日本の宗教のいろは

お正月について考える②「鏡餅」

昨年のお正月には宗教と「お正月」の関わりについて、お話をしましたが、今回はお正月に飾るものの一つである「鏡餅(かがみもち)」についてお話をいたします。鏡餅とはご存じの通り、正月に仏前や神前に捧げる丸くて平たい餅のことです。
この「鏡餅」は神前や仏前に供えますが、鏡は三種の神器(鏡・剣・勾玉(まがたま))の一つでもあり、餅の丸い形が昔の銅鏡(青銅製で、昔は神事によく使われていました)に似ていることからそう呼ばれるようになったようです。
「鏡餅」が現在のように飾られるようになったのは、家庭に床の間が作られるようになった室町時代以降とされています。
武家では床の間に甲冑(かっちゅう)を飾り、その前に「鏡餅」を飾ったと言われています。
その時には、「鏡餅」の上に、熨斗鮑(のしあわび)(現在使われている熨斗の起源と言われています。)、昆布、えび、みかん等を載せてお飾りしていました。

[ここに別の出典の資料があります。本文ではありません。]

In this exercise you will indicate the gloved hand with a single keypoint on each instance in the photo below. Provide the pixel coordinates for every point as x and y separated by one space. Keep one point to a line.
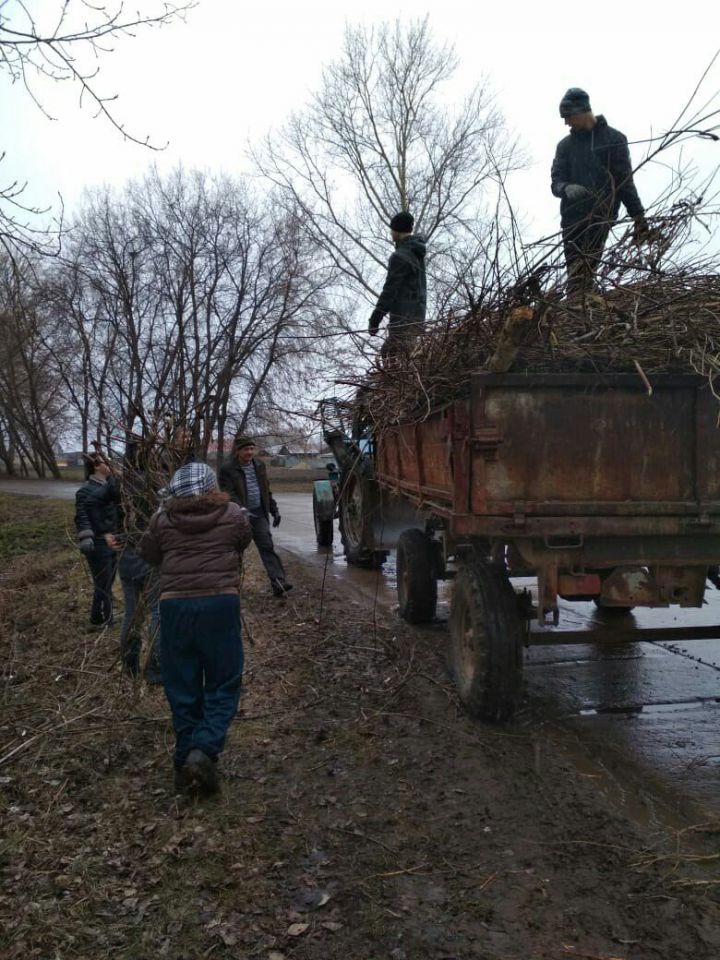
641 230
576 191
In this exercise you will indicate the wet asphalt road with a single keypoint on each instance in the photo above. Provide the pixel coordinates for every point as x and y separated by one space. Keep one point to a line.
649 711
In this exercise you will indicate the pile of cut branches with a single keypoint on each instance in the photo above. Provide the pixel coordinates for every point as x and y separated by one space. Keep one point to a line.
649 315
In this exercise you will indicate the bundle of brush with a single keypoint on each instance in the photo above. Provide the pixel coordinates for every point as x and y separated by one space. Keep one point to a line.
651 312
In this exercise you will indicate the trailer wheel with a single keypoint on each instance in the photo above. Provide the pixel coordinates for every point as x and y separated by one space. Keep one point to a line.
486 641
356 523
323 528
417 583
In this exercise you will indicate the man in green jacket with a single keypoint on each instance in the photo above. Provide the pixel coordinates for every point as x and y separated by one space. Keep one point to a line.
246 480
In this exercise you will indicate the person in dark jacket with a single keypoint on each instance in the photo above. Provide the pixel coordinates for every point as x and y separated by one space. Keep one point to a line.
98 517
197 538
592 175
246 480
404 295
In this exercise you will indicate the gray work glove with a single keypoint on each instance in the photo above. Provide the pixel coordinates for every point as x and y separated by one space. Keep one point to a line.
374 322
576 191
87 545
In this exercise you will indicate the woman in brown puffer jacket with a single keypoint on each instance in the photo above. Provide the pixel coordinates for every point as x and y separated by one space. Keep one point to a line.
197 538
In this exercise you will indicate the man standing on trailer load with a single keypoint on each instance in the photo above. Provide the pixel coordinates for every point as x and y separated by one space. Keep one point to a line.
592 175
404 294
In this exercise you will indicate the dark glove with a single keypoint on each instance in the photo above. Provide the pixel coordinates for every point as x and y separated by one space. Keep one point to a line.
374 324
576 191
641 230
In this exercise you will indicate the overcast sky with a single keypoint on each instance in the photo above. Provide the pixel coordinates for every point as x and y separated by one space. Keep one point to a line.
233 70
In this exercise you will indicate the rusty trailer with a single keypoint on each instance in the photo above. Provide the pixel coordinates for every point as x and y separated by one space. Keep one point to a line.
600 488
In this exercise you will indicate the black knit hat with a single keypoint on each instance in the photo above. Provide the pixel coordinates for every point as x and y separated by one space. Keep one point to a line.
402 222
574 101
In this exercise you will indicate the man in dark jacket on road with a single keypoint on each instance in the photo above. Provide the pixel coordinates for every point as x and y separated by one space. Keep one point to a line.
98 517
404 294
246 480
592 176
197 538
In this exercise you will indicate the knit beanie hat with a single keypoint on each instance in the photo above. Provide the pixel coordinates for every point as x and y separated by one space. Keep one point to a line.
574 101
191 480
402 222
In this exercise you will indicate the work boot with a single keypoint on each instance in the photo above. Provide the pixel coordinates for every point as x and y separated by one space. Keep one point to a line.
280 587
202 772
153 674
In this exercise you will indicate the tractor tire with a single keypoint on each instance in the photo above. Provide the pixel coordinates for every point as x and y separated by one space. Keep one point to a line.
416 579
324 531
486 641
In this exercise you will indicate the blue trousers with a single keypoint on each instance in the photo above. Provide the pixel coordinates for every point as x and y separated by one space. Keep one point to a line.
202 663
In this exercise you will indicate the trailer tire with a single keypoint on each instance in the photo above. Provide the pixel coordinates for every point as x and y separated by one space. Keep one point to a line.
356 522
486 641
416 579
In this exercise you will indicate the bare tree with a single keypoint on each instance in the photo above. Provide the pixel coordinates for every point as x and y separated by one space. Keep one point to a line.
66 45
378 137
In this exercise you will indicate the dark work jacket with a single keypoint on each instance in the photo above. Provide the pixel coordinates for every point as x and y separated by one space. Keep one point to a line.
232 479
598 159
404 295
97 508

現在では、三方の上に半紙を置き、その上にシダ等を置き、餅を2段に重ね、みかん等を載せて飾るのが一般的ですよね。
熨斗をのせることも良くあると思いますが、先に述べた飾りが、現在もそのまま残っていると考えられます。
さて、一月十一日に「鏡餅」を皆でいただき一家の円満を願う行事が「鏡開き」です。
神様にお供えをしたお餅を頂くということで、神からの祝福を受けようというありがたい行事でもあり、武家社会の風習が一般化しました。
刃物で切るのは切腹を連想させるということで、手で割ったり、木槌で叩いたりして、「切る」ではなく、「開く」と言う言葉を使っているのはそのことに由来します。
元来は一月二十日に行われていたのですが、徳川家光が二十日(慶安四年)に亡くなったことで十一日に変更になったと言われています。今でも二十日に行う地方もあるようです。